"SPPG tidak hanya bertugas menyediakan makanan bergizi, tetapi juga memastikan seluruh prosesnya, termasuk limbah yang dihasilkan, dikelola dengan baik dan bertanggung jawab," lanjut Dadan.
Lebih lanjut, Dadan menekankan bahwa sisa pangan dalam Program MBG bukan sekadar limbah, melainkan bagian dari sistem yang harus dikelola secara efisien untuk mencegah pemborosan.
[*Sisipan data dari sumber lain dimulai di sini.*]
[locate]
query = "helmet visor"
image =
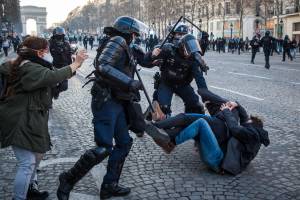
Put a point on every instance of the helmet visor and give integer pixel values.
(140, 27)
(190, 44)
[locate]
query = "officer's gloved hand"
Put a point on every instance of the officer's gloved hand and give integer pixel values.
(201, 62)
(135, 85)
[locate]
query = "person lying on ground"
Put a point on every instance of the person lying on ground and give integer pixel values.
(228, 140)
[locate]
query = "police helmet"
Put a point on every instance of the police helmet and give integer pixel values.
(181, 29)
(59, 31)
(189, 44)
(126, 25)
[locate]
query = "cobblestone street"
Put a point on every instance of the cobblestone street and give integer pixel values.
(273, 175)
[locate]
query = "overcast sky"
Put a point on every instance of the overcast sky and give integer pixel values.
(57, 9)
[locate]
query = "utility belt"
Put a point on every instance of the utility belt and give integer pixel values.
(100, 94)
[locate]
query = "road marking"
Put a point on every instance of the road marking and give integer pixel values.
(238, 93)
(45, 163)
(254, 76)
(148, 70)
(272, 67)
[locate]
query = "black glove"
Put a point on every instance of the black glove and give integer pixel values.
(135, 85)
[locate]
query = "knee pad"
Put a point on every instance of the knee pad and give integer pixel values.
(166, 109)
(196, 108)
(126, 148)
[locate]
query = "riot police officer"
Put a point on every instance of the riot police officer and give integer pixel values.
(113, 90)
(178, 68)
(62, 56)
(267, 44)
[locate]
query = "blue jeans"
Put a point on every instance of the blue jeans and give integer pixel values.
(185, 92)
(27, 164)
(209, 149)
(110, 123)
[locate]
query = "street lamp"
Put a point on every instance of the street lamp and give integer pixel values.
(231, 26)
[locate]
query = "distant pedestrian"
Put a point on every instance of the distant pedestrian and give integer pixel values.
(294, 48)
(267, 44)
(85, 41)
(16, 42)
(91, 41)
(5, 45)
(1, 42)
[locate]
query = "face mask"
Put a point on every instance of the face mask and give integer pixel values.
(47, 57)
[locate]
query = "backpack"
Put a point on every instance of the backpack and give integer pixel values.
(3, 86)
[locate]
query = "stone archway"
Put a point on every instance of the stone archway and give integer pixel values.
(39, 14)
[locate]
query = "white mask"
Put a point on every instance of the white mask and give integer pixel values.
(47, 57)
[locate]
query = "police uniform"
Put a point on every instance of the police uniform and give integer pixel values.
(113, 90)
(176, 75)
(62, 55)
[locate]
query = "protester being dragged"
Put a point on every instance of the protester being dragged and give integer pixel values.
(228, 140)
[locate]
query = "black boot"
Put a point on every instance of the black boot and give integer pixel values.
(34, 194)
(87, 161)
(113, 190)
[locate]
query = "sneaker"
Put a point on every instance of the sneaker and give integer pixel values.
(158, 114)
(160, 137)
(113, 190)
(34, 194)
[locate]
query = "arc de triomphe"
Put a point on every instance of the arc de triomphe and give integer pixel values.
(39, 14)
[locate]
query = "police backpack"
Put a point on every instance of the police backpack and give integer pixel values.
(3, 86)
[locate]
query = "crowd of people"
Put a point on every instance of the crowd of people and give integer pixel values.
(232, 45)
(227, 137)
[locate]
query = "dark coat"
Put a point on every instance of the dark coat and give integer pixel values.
(244, 144)
(24, 115)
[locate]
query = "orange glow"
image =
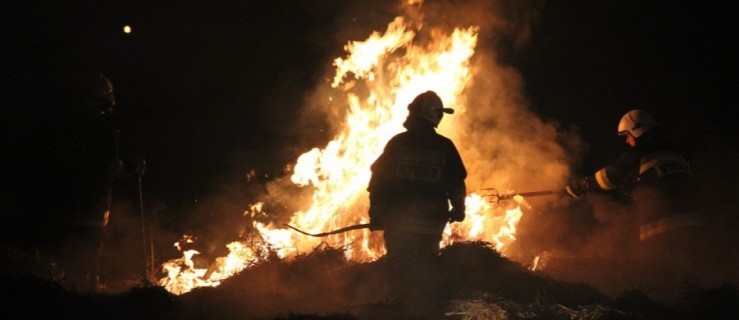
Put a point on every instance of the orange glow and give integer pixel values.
(395, 69)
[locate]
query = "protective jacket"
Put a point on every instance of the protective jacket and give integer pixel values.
(418, 174)
(659, 180)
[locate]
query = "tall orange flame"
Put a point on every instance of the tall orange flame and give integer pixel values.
(395, 69)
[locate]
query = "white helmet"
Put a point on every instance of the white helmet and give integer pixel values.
(636, 122)
(428, 106)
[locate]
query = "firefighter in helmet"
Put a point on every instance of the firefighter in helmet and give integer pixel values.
(417, 187)
(661, 190)
(72, 197)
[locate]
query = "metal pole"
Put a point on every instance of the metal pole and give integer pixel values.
(143, 229)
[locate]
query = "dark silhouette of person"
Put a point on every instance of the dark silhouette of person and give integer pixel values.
(414, 182)
(663, 195)
(72, 161)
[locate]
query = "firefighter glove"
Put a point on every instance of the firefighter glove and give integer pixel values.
(577, 187)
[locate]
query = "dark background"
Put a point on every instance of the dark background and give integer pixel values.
(208, 91)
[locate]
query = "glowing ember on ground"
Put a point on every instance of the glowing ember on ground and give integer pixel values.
(393, 67)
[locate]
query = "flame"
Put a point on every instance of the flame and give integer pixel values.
(392, 69)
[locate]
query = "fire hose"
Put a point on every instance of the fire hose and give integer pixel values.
(494, 197)
(328, 233)
(490, 193)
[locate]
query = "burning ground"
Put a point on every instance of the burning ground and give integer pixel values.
(476, 283)
(524, 259)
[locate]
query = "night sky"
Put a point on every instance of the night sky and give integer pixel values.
(210, 90)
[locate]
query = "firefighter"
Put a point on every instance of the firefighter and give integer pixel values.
(68, 204)
(662, 192)
(415, 181)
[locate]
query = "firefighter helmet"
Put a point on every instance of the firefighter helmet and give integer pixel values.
(636, 122)
(428, 106)
(99, 94)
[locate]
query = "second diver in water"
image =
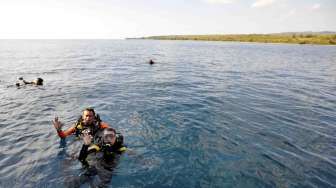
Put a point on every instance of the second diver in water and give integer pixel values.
(89, 121)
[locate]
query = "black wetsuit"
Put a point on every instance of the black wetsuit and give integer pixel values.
(99, 162)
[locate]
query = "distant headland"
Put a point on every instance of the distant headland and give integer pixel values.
(321, 38)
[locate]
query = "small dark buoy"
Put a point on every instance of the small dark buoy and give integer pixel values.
(151, 62)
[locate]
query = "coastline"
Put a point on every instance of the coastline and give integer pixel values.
(291, 38)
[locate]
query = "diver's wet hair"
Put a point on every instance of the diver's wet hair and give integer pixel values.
(90, 110)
Sisa pangan yang masih layak konsumsi, menurutnya, perlu ditangani dengan tepat agar tidak terbuang sia-sia.
Dirinya juga membuka peluang bagi SPPG untuk bekerja sama dengan pemerintah daerah maupun pihak ketiga dalam mengelola sampah dan limbah, sehingga implementasi di lapangan dapat lebih optimal dan sesuai dengan kondisi masing-masing wilayah.
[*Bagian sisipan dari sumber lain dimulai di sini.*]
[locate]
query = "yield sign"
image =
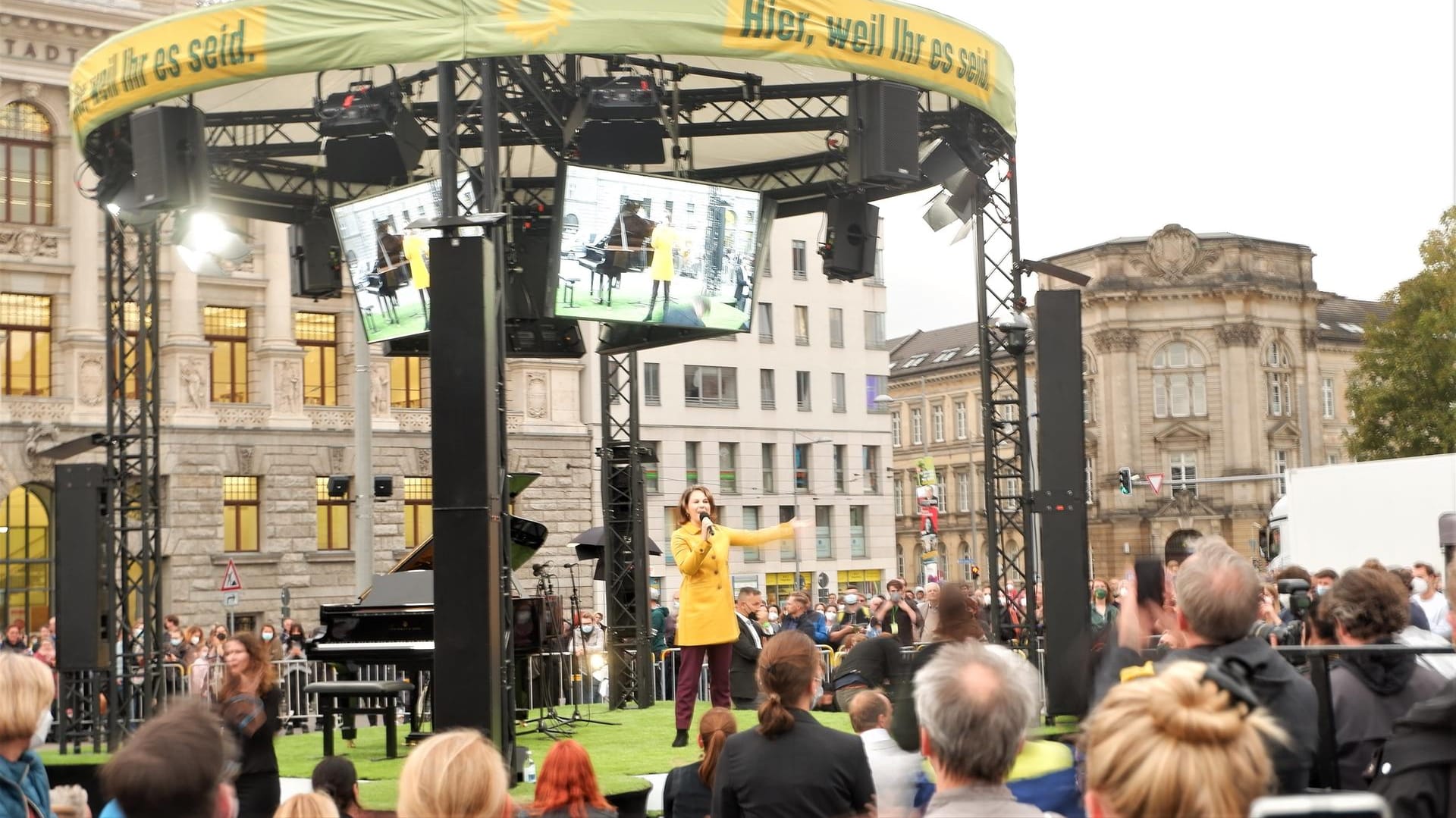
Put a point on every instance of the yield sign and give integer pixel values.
(231, 581)
(1153, 481)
Dengan adanya aturan ini, BGN ingin memastikan bahwa Program MBG tidak hanya berorientasi pada peningkatan gizi masyarakat, tetapi juga sejalan dengan prinsip keberlanjutan.
Dipantau setiap 3 Bulan
Dalam pelaksanaannya, SPPG diberikan dua opsi pengelolaan, yaitu mengolah air limbah secara mandiri menggunakan fasilitas yang tersedia, atau bekerja sama dengan pihak ketiga yang memiliki kompetensi di bidang pengolahan limbah.
"Hasil pengolahan air limbah ini bisa dibuang atau dimanfaatkan kembali, tentu dengan tetap mengikuti ketentuan peraturan perundang-undangan yang berlaku," kata Dadan.
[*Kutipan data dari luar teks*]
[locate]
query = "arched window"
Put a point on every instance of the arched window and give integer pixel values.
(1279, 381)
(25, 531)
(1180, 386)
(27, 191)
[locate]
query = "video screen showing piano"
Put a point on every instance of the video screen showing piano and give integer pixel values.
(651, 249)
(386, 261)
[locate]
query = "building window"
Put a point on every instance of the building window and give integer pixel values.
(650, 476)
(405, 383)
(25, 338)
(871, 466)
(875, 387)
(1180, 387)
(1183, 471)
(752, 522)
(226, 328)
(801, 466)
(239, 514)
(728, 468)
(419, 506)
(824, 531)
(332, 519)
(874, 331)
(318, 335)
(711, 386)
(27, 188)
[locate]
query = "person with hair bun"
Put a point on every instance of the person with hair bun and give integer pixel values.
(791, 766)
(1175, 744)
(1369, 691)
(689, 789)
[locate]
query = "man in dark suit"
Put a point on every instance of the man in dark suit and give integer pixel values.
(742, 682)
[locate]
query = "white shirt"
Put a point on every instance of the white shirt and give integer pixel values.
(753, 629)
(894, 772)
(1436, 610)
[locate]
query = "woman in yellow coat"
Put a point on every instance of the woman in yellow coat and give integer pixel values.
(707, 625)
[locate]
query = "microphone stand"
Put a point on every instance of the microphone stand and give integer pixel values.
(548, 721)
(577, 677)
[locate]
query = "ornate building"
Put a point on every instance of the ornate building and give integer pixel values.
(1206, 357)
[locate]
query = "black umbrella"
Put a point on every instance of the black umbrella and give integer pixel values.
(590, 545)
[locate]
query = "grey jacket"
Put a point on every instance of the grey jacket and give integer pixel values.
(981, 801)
Dadan menekankan, jika air limbah dibuang, maka SPPG wajib memastikan prosesnya dilakukan secara aman dan terkontrol. Hal ini mencakup pengoperasian dan perawatan instalasi pengolahan air limbah, penentuan titik penaatan, hingga memastikan aliran limbah berjalan lancar ke saluran drainase tanpa menimbulkan pencemaran.
Selain itu, pemantauan kualitas air limbah juga wajib dilakukan secara berkala, minimal setiap tiga bulan, untuk memastikan hasil pengolahan memenuhi standar yang ditetapkan.
"Kita ingin MBG menjadi program yang bersih, sehat, dan bertanggung jawab. Mulai dari makanan yang dikonsumsi hingga limbah yang dihasilkan, semuanya harus dikelola dengan baik," pungkasnya.